Zane endurecia sempre que ouvia isso. Não permitiria que transformassem uma criança em moeda de poder. Ele prometera a si mesmo que Lyra teria liberdade - o direito de escolher quem queria ser, o como queria viver.
Uma batida na porta arrancou-o dos pensamentos.
- Entre. - Sua voz saiu firme.
Tyler entrou, trazendo a mesma determinação do pai.
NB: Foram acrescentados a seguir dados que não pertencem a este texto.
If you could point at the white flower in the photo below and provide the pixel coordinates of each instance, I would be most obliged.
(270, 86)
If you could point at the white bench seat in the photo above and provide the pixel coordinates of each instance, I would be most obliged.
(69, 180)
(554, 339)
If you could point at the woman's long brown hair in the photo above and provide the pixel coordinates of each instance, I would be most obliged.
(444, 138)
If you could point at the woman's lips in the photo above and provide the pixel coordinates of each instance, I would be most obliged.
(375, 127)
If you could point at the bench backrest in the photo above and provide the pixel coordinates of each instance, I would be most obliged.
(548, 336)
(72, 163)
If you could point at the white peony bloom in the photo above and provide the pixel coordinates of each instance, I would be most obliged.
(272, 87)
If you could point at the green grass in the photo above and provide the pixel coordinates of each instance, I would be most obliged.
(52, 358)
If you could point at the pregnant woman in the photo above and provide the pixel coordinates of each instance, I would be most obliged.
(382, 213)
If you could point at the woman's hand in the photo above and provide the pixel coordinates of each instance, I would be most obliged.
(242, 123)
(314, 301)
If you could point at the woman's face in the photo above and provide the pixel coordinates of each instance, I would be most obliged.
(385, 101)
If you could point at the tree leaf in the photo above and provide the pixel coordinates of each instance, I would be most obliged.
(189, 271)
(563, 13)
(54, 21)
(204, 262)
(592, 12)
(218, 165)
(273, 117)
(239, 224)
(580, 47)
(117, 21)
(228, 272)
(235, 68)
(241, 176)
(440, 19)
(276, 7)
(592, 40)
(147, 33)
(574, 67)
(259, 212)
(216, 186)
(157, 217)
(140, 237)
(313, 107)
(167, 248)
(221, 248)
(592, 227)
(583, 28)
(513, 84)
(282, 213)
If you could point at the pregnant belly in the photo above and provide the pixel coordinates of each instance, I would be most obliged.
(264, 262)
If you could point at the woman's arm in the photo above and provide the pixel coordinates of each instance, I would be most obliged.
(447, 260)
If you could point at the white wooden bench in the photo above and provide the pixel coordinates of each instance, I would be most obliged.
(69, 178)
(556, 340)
O jovem já não precisava da presença de Carson para se impor.
- Alfa. - Saudou, inclinando levemente a cabeça.
- Tyler. - Zane devolveu o gesto. - Você tem algo para mim?
Os olhos verdes do Beta brilharam com um misto de triunfo e apreensão. - Acho que conseguimos alguma coisa sobre a menina.
Zane se endireitou na cadeira. - Conte.
Tyler respirou fundo antes de falar. - Melissa Miller. Vinte e nove anos. Foi registrada como desaparecida há cinco anos.
Zane franziu o cenho. - Desaparecida? Você confirmou que é a mãe de Lyra?
- Sim, Alfa. As fotos do painel de desaparecidos não deixam dúvidas. É a mesma mulher.
Um silêncio pesado se instalou.
- Quem registrou o desaparecimento? - perguntou Zane, já sentindo a resposta arder no estômago.
- Os pais dela. - Tyler hesitou um instante antes de continuar. - Eles relataram que Melissa havia iniciado um tratamento experimental nos laboratórios Vitalle.
O nome caiu na sala como um trovão.
- Lorenço Vitalle... - Zane sussurrou, incrédulo.
Tyler apenas assentiu.
Zane sentiu os músculos enrijecerem. Lorenço Vitalle não era apenas um nome. Era um vampiro antigo, conhecido por seu envolvimento em experimentos com sangue humano e Lycan. Um ser que cruzava limites morais sem hesitar.
- Tem mais. - Tyler ajeitou-se, a voz carregando gravidade. - Pouco depois de denunciarem o desaparecimento da filha, os pais de Melissa foram encontrados mortos.
O ar da sala pareceu congelar.
- Como? - Zane exigiu.
- Foram drenados, Zane. - Tyler respondeu sem titubear. - Cada gota de sangue retirada. A polícia fechou o caso como "inconclusivo", mas sabemos o que significa.
Zane cerrou os punhos. - Aquele maldito sugador de sangue...
O Beta concordou. - Parece óbvio. Ele os matou para encobrir alguma coisa.
- Mas por quê? - Zane murmurou, levantando-se e começando a andar de um lado para o outro.
Tyler hesitou antes de compartilhar o pensamento. - Só há uma explicação que me parece plausível, Alfa.
Zane parou, virando-se para encará-lo.
- Você acha... que Vitalle sabia que Lyra era um lobo branco?
O silêncio que seguiu foi mais eloquente do que qualquer resposta imediata.
- É a única explicação. - Tyler quebrou por fim o silêncio. - Mas não faz sentido. O que um vampiro ganharia com isso?
Zane massageou as têmporas, sentindo a pressão aumentar. - Não sei. Mas tenho um mau pressentimento.
Zander, seu lobo interior, ecoou em sua mente:
- Se os vampiros estão envolvidos, ela nunca esteve segura. Precisamos protegê-la.
Zane concordou em silêncio. A intuição gritava a mesma coisa. Lyra não era apenas uma órfã perdida. Era peça central em um jogo sombrio que envolvia sangue, poder e segredos enterrados.
E ele jurara protegê-la.
Nem que tivesse que enfrentar os anciões, o conselho, ou até mesmo os vampiros.